# For casual understand Vietnamese

In [None]:
import torch
from transformers import (
    AutoModelForCausalLM,
    AutoTokenizer,
    pipeline,
    BitsAndBytesConfig,
    Trainer
    , TrainingArguments
)
from peft import LoraConfig, PeftModel, get_peft_model
from trl import SFTTrainer
import os 
from datasets import load_dataset
import pandas as pd

os.environ['HUGGING_FACE_HUB_TOKEN'] = os.getenv("HUGGING_FACE_HUB_TOKEN")

In [2]:
# Select model base
base_model = "meta-llama/Llama-3.2-3B-Instruct"
dataset_path = "VTSNLP/instruct_general_dataset"


In [3]:
model = AutoModelForCausalLM.from_pretrained(base_model)
tokenizer = AutoTokenizer.from_pretrained(base_model)

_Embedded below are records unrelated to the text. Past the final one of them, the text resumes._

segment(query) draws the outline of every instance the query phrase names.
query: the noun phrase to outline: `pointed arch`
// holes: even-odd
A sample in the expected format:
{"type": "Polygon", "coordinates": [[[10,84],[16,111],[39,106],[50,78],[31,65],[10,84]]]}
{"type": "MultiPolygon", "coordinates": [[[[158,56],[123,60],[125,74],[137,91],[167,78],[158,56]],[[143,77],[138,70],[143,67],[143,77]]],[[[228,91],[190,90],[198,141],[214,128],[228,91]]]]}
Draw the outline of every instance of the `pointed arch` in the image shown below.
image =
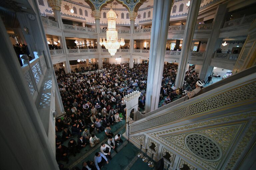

Loading checkpoint shards: 100%|██████████| 2/2 [00:01<00:00,  1.15it/s]


In [4]:
config = LoraConfig(
    r=32,
    lora_alpha=32,   
    lora_dropout=0.01,
    bias="none",
    task_type="CAUSAL_LM",
)

In [5]:
model = get_peft_model(model, config)

  return torch._C._cuda_getDeviceCount() > 0
The installed version of bitsandbytes was compiled without GPU support. 8-bit optimizers, 8-bit multiplication, and GPU quantization are unavailable.


In [6]:
prompt = """Below is an instruction that describes a task, paired with an input that provides further context. Write a response that appropriately completes the request.

### Instruction:
{}

### Input:
{}

### Response:
{}"""

EOS_TOKEN = tokenizer.eos_token
def formatting_prompts_func(examples):
    instructions = examples["instruct"]
    inputs       = examples["input"]
    outputs      = examples["output"]
    texts = []
    for instruction, input, output in zip(instructions, inputs, outputs):
        text = prompt.format(instruction, input, output) + EOS_TOKEN
        texts.append(text)
    return { "text" : texts, }
pass

In [7]:
from datasets import load_dataset
dataset = load_dataset("VTSNLP/instruct_general_dataset", split = "train")
dataset = dataset.map(formatting_prompts_func, batched = True,)

In [8]:
trainer = SFTTrainer(
    model=model,
    train_dataset=dataset,
    packing = False, 
    args = TrainingArguments(
        per_device_train_batch_size = 8,
        gradient_accumulation_steps = 2,
        warmup_steps = 4,
        num_train_epochs = 3,
        max_steps = 100,
        learning_rate = 2e-4,
        fp16 = True,
        logging_steps = 1,
        optim = "adamw_8bit",
        weight_decay = 0.01,
        save_steps=1000,
        lr_scheduler_type = "linear",
        seed = 3407,
        output_dir = "llama_v1",
        report_to = "none", 
    ))



In [None]:
trainer.train()